2. The distribution device of claim 1, wherein the device logic is configured to distribute a set of packets including the packet, including distributing a first subset of the set of packets through the first output port and a second subset of the set of packets through the second output port, wherein the first subset is lager than the second subset in proportion to which the first weight is larger than the second weight.

3. The distribution device of claim 1, wherein each packet of the set of packets includes the packet attribute.

4. The distribution device of claim 1, wherein the first weight and the second weight correspond, respectively, to a first number of entries stored in at least one memory and to a second number of entries stored in the at least one memory.

5. The distribution device of claim 1, wherein the first equal cost path and the second equal cost path are associated with first network traffic and second network traffic, respectively, that are unrelated to the packet, and wherein the first network traffic is less than the second network traffic.

6. The distribution device of claim 5, wherein the first network traffic is less than the second network traffic in approximate proportion to an extent to which the first weight is larger than the second weight.

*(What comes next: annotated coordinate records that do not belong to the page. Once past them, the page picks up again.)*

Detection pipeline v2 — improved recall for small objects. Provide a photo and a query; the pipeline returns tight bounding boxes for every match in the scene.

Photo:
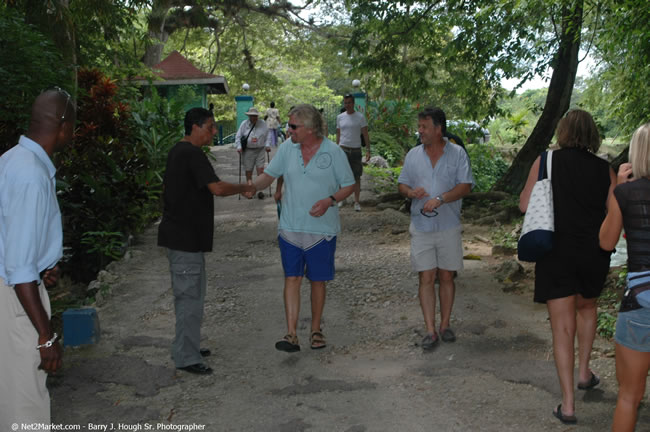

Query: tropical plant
[57,69,151,282]
[367,100,419,166]
[0,5,72,154]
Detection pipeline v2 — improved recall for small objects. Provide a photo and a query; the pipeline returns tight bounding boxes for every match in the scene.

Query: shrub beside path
[50,148,650,432]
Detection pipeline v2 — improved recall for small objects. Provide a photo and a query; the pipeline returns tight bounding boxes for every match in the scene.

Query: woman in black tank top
[599,123,650,432]
[519,110,616,423]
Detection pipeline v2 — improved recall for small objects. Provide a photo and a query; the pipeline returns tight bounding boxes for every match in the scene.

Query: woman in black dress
[519,110,616,423]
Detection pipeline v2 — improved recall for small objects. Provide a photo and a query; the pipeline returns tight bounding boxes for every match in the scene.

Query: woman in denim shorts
[600,123,650,432]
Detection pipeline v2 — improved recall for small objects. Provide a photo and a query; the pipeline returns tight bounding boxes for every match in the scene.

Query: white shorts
[409,224,463,272]
[243,147,266,171]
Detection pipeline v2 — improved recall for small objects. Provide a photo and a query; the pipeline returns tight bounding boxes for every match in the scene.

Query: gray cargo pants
[167,249,207,368]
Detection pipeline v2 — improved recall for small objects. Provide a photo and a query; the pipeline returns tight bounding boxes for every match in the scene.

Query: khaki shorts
[409,224,463,272]
[341,146,363,181]
[242,147,266,171]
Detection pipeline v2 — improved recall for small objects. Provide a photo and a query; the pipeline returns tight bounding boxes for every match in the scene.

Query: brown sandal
[275,333,300,352]
[309,330,327,349]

7. The distribution device of claim 1, wherein the device logic comprises: a first lookup unit including an acknowledgment unit configured to acknowledge whether multiple equal cost-paths exist, a first referencing unit configured to reference a second lookup unit when multiple equal-cost paths do exist, and a second referencing unit configured to reference a third lookup unit otherwise, the second lookup unit including a second distribution unit configured to distribute the packet across the set of ports and a third referencing unit for referencing the third lookup unit, and the third lookup unit including a selection unit configured to select between the first port and the second port.

8. The distribution device of claim 7 wherein the second lookup unit includes multiple entries, each referencing a common set of instructions in the third lookup unit.

9. The distribution device of claim 8 wherein, in the second lookup unit, a first number of entries associated with the first packet determines the first weight, and a second number of entries associated with the second packet determines the second weight.

10. A method of distributing data across a network, comprising: providing a distribution device configured to distribute a set of packets across a set of equal-cost paths in the network; and distributing each packet in the set of packets across the set of equal-cost paths according to a weighted distribution in which a weight is assigned to each packet in proportion to relative loads of the set of equal-cost paths and a packet with a relatively higher weight is more likely to be distributed to an equal-cost path of the set of equal-cost paths having a relatively smaller network traffic load.

11. The method of claim 10 wherein the weight of each packet corresponds to a number of entries in a memory.

12. The method of claim 10 wherein the distributing further comprises using a packet attribute from each packet to determine the weighted distribution.

13. The method of claim 12 wherein the distributing comprises performing a hashing function on the packet attribute.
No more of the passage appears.